The summer after his death my Mother and brothers moved to Bemidji near my mothers family. I stayed behind to finish my last 2 years of college. But the images of that last night never left. They haunted me continuously. It seemed nothing would erase them. Drinking, drugs, cartons of cigarettes.. One night after a failed attempt to make my connection that day.. I remember waking in a sweat to the same old nightmares... and holding my hand up... again... waiting for the touching... nothing there. I fell asleep again... this time a new dream appeared. In the dream I was on the porch of a house... Bright lights lit the room inside.. I was outside in the dark. Inside there was a party going on. A birthday party for a teenage girl stood in front of a cake full of candles. I didn't know her.. All of a sudden my Dad came out of the doorway. He slowly walked over to me, looked straight at me... He looked strong and well, at peace. He said "Steve, it's OK."

Instantly the dream was over and I was wide awake. I was filled with an intense feeling that I had just talked with my Dad... Like it had actually happened.

I never had the nightmares again. A few months later, while home on a visit I noticed an inscription in my mothers bible about my fathers death. Above it I noticed one for my sister Kathrine who died as an infant. A sister who would have turned 18 years old two months earlier.

Now, I wish I could say that my whole life changed and that everything fit into place... but that's not how it worked either. It wasn't the last time I reached my

hand up... Some things take time...

- The next time I reached my hand up was from a jail cell for DWI..
- Then at the hospital bedside of my first wife's oldest son, in a coma for 9 months following an auto accident on his way home for Thanksgiving break during his first year of college...
- And at his death, his handicapped body found in a river after falling or jumping.
- Again upon coming home to an empty house when my first wife, unable to cope with her son's disability fell victim to alcoholism. Everything gone but the cat's.
My recent participation in Alanon being the last straw for her, she had found someone else. Unfortunately, someone that would eventually murder her in a domestic fight.
- Again when my older brother, in constant battle with drugs and alcohol, was killed. Stabbed in a fight with his neighbor.
- And then when my good friend Dan, died of bone cancer.
- Again when I found my second marriage also in shambles...

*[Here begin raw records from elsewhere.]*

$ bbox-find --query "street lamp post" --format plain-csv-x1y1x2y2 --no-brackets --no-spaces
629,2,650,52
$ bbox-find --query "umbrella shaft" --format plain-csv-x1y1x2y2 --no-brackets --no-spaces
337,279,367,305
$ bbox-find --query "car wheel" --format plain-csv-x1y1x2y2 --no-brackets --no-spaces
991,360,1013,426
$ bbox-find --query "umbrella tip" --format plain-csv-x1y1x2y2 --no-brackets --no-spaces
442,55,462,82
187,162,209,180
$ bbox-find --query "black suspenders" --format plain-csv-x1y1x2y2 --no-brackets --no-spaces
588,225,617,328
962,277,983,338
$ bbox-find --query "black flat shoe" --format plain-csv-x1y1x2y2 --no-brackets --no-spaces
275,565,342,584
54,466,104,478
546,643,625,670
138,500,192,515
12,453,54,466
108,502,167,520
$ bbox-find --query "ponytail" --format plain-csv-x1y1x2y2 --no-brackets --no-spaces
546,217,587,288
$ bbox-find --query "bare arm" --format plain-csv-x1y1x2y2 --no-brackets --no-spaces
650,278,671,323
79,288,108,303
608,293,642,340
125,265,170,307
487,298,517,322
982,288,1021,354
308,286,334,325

Don't get me wrong, my life has changed, but it's a process. Understanding may come in an instant, but real change takes time. You may think you're a million miles away from God, but you're really only... around two feet.. (raise hand here)

We are creatures of faith. We like to think we are creatures of fact. That these facts are our foundation but it's not really true. It's faith that we live by. Faith that my car will start, faith that the bus will be on time, faith to get on an airplane, faith that I will make it home tonight, faith that our kids will be safe.

Most facts, most science, are simply current best guesses. It's commonplace to find that what we previously thought was fact is now thought to be wrong. Those of you as old as I am may remember when 'The Big Bang' was first proposed. Don't get me wrong, I'm still a scientist. I love understanding how things work, what makes things behave the way they do. It's fascinating to me.

The best scientists I have known are people of faith. I'd go so far as to say that being a scientist requires a lot of faith. Faith enough to work years, decades, perhaps a lifetime on something believing there is a better solution...

I hold a lot more stock in faith than I used too. Faith dictates my choices when I don't KNOW what to do. Faith is choosing what I will believe when I am uncertain. It's not about being right or wrong.

Did I really talk to my Dad? I don't know. Someday perhaps I will, but it doesn't really matter.. And whatever the answer, I'm sure it is even more wonderful and amazing than anything I can see right now. I believe that God is much, much bigger than anything we can imagine. I believe that every path to God is sacred.

So,

"Dad, I'm not sure what I believe."

Is the perfect starting point for a journey of faith.